Longtime Condalmo aficionados (hi, Ma!) will recognize the above movie quote – maybe from the movie (hi, Johnny!), but certainly from the previous post with the same name. I’m using it again for a similar purpose.
Dan Wickett called the following Blake Butler post to my attention. Read it below and if you’re interested by what you read, go to Dan’s post, as he follows up with his own take. My thoughts, sparse as they are, follow the Butler quote. Which is right here:
“(1) When you read something you like, in any form, write the author and tell them. You don’t have to gush or take forever. Just tell them you saw it, you read it, you liked it. It’s a supportive feeling. It’s better than not saying anything.
(2) Write reviews of books you like. Short review/long review, whatever. It’s not that hard. It takes a little work to think about it clearly, but what goes around comes around. You can’t expect to be recognized for your work if you aren’t recognizing others for their work. Open the doors.
(3) Interview writers. New writers or well known writers. You like somebody’s work a lot? Ask to do an interview with them. It doesn’t take a ton of effort. Write up some questions. Let them talk. Spread the word. Talk. Say. Get. Eat.
(4) If you have free time, start an online journal. Start a blog, a review, an anything. If you don’t know how I’ll help you. Say stuff. Mean what you say.
(5) If you have a journal already, respond faster. Pay attention to your inbox. When someone asks a question that feels dumb or unnecessary maybe, answer it anyway. Don’t be a fuck. Yeah, we’re all busy. Yeah, things take time. Work to take less time. It’s okay to move forward at a wicked pace. (And yes, as an editor, I too struggle to adhere to this advice, but I struggle at least, everyone struggles, but you can always struggle more. I am so tired of seeing journals with 200+ days response time, why do you even exist? Does it really take that long to like something? People should stop sending to these places. Seriously. Just stop sending.
Yeah I know the flood comes strong. Stand in the flood. (Me too.))
Seriously, Conjunctions/Ninth Letter/Subtropics: these 3 journals get just as much work coming in as anybody, and they all respond often in less than a month.

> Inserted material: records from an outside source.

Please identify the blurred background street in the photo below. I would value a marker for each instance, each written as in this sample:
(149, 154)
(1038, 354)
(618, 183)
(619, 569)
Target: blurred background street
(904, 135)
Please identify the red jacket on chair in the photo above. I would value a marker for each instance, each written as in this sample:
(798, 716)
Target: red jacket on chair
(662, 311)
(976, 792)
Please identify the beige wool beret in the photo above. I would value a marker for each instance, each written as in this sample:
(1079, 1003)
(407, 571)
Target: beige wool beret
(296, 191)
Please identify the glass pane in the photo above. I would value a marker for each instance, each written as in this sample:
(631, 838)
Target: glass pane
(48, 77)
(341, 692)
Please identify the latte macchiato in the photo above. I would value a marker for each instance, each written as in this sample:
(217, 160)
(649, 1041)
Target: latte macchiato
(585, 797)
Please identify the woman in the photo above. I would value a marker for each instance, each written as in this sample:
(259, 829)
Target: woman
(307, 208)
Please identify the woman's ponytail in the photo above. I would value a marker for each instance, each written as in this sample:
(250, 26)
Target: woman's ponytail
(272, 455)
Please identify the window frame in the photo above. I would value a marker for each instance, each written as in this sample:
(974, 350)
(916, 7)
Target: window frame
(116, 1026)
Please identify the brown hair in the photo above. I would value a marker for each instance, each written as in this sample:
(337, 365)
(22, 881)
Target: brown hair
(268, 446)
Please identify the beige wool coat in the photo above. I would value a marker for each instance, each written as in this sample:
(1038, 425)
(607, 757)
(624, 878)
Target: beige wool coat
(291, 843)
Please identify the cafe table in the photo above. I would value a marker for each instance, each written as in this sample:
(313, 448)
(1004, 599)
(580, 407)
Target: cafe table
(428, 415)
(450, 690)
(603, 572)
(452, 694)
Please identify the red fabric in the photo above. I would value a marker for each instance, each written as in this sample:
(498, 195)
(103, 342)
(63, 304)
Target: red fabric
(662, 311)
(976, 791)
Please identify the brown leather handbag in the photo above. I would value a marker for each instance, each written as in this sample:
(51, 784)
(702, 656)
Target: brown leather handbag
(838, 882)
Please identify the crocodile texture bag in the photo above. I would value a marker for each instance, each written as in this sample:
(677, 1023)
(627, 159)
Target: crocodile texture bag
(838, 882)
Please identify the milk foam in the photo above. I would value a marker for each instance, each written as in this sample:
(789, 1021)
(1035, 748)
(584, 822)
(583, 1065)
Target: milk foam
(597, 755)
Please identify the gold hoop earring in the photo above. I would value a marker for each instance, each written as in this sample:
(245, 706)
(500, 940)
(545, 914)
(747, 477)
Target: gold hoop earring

To everyone: Push the fucking envelope even harder than you do. Be an open node.
BE AN OPEN NODE.
I am amazed sometimes by people who want to be writers and yet seem to know little to nothing about even the more popular journals, who don’t read that actively, who don’t buy literary magazines hardly ever but send out their own work constantly, who don’t buy even their friends work, who etc etc. Then they want to turn around and call anyone with any stripe of ‘success’ a ‘secret handshake motherfucker’ or ‘in crowd’ or anything like that.

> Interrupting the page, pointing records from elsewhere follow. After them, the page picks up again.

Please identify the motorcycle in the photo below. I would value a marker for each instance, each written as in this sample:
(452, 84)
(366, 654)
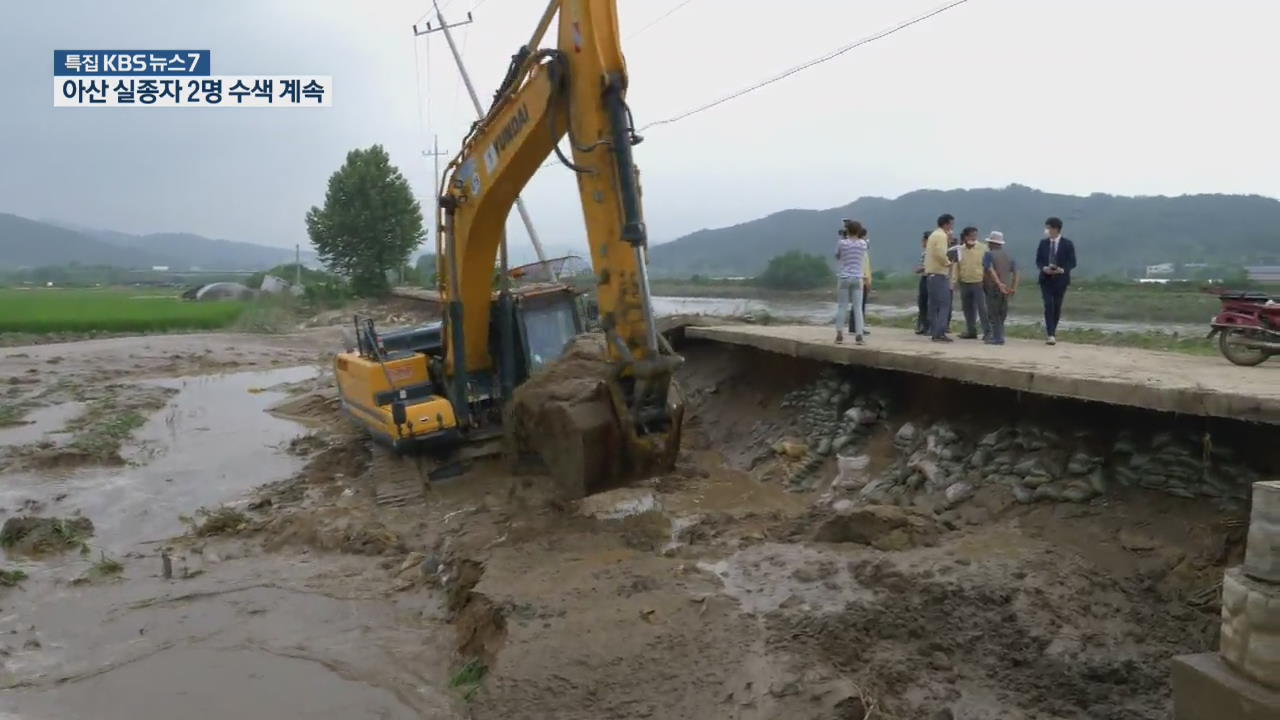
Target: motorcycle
(1247, 327)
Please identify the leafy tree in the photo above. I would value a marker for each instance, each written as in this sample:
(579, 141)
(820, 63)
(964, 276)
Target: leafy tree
(369, 223)
(796, 270)
(426, 269)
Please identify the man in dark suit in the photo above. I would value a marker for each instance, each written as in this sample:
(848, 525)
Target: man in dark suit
(1055, 259)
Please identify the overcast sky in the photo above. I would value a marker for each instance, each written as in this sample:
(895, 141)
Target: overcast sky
(1120, 96)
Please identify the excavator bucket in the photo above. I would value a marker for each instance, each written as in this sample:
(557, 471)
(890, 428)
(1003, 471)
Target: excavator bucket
(568, 418)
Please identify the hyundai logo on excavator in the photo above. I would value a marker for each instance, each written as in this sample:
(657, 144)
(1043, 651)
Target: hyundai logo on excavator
(512, 128)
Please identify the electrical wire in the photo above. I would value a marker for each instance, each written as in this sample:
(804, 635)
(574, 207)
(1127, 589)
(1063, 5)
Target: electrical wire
(790, 72)
(818, 60)
(417, 86)
(656, 21)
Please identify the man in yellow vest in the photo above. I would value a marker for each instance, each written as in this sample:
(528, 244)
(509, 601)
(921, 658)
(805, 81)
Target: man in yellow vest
(973, 297)
(937, 273)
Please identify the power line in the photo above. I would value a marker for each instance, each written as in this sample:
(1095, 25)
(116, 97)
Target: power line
(658, 19)
(787, 73)
(417, 83)
(790, 72)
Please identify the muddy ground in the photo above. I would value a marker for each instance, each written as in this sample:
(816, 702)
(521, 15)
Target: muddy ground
(325, 578)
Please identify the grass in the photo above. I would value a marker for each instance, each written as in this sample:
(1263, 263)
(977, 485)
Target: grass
(12, 414)
(10, 578)
(103, 436)
(216, 522)
(1087, 300)
(109, 310)
(106, 566)
(469, 678)
(46, 534)
(1169, 342)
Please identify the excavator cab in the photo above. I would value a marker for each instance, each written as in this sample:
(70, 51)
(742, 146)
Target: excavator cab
(611, 408)
(392, 383)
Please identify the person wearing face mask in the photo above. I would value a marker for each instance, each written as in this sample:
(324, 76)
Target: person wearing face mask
(937, 270)
(1055, 258)
(867, 287)
(850, 254)
(973, 299)
(922, 294)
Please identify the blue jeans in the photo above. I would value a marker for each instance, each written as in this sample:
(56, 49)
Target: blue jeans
(940, 304)
(1052, 291)
(849, 290)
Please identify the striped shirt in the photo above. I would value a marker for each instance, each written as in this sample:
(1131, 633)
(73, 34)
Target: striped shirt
(850, 255)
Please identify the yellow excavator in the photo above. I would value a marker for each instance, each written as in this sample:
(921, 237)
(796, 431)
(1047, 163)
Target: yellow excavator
(456, 382)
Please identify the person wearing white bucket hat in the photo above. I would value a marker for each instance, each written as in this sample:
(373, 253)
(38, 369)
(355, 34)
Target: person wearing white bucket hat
(1000, 282)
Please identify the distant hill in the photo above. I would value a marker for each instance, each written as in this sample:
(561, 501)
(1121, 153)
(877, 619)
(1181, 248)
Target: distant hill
(1114, 235)
(26, 242)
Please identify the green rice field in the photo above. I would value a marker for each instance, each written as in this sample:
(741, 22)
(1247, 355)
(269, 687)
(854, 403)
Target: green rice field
(53, 310)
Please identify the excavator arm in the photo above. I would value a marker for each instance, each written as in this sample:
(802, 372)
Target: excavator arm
(576, 90)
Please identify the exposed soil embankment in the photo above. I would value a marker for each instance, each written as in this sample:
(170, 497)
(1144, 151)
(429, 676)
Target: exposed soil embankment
(831, 545)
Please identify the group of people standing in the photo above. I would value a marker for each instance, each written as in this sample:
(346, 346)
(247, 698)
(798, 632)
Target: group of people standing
(983, 273)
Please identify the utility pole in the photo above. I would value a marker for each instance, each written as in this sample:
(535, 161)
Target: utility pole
(475, 100)
(434, 154)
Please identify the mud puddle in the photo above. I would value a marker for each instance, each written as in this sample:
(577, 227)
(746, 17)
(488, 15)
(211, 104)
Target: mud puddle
(209, 443)
(250, 642)
(41, 423)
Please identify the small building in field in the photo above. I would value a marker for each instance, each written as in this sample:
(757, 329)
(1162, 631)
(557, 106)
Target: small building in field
(1264, 273)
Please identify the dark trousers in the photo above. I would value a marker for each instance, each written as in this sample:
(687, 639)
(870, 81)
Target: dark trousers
(922, 304)
(1052, 291)
(973, 301)
(940, 305)
(851, 317)
(997, 310)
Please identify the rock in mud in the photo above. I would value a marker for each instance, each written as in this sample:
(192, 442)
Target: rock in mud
(1048, 491)
(792, 449)
(1029, 466)
(933, 474)
(1080, 464)
(45, 534)
(1078, 492)
(958, 493)
(883, 527)
(906, 436)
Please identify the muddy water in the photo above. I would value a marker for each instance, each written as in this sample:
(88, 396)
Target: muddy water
(210, 443)
(41, 423)
(246, 634)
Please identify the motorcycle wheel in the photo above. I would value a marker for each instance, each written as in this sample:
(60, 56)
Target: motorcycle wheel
(1239, 354)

There are people who don’t even answer their emails when they get those ‘I like your work’ mails, which really blows my mind some. You’re just typing into a keyboard like the rest of us. Don’t be Richard Ford spitting on Colson Whitehead. Don’t be a turd person.

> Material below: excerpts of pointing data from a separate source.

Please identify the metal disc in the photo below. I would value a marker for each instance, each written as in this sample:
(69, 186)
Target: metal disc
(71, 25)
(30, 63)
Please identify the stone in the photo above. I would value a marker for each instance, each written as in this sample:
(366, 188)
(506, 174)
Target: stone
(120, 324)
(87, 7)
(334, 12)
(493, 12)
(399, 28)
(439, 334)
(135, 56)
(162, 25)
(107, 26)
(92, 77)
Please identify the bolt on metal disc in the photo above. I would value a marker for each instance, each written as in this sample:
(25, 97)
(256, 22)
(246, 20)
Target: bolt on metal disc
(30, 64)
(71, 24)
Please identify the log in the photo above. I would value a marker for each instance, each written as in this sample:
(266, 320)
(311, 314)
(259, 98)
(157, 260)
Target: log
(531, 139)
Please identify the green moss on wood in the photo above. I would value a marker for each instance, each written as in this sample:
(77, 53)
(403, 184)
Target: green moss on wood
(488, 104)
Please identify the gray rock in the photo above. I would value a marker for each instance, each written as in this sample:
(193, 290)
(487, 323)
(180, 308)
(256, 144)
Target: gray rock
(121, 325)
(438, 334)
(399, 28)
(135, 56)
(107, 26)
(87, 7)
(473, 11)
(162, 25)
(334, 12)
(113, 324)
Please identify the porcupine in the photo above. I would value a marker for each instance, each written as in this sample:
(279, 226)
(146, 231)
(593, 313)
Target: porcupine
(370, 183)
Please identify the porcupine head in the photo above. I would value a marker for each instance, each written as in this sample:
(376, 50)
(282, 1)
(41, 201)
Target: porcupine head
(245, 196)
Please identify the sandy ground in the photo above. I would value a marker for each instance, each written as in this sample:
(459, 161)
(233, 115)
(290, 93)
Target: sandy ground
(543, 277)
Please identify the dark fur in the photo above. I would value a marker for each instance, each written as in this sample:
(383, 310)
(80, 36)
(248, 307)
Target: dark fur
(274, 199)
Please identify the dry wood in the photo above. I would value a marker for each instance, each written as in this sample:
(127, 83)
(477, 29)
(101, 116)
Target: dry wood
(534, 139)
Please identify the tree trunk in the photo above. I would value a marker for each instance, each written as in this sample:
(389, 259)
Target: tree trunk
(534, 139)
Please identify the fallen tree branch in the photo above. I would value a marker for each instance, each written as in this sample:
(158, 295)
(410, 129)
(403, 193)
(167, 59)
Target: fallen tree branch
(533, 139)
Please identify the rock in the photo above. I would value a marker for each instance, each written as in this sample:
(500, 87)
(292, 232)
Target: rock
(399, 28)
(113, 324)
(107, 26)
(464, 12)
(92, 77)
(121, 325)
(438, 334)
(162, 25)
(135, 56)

Getting involved is being involved, and if you aren’t actively promoting others, I don’t know why in hell you’d think anyone would ever want to read or support you.” (via Dan, and BB)
My two cents: I think items 1, 2, and 3 are pretty much essential if you operate a site about books. It just makes sense, unless you’re just fooling around. I think item 4 is worth a look if you read those sites but don’t have one of your own. (I’m looking at you, RiverRun employee!) And item 5 is good advice for people whose pages/journals see a lot of traffic. Here’s a visual representation of the traffic at my site:
… so you’re pretty much assured a speedy reply.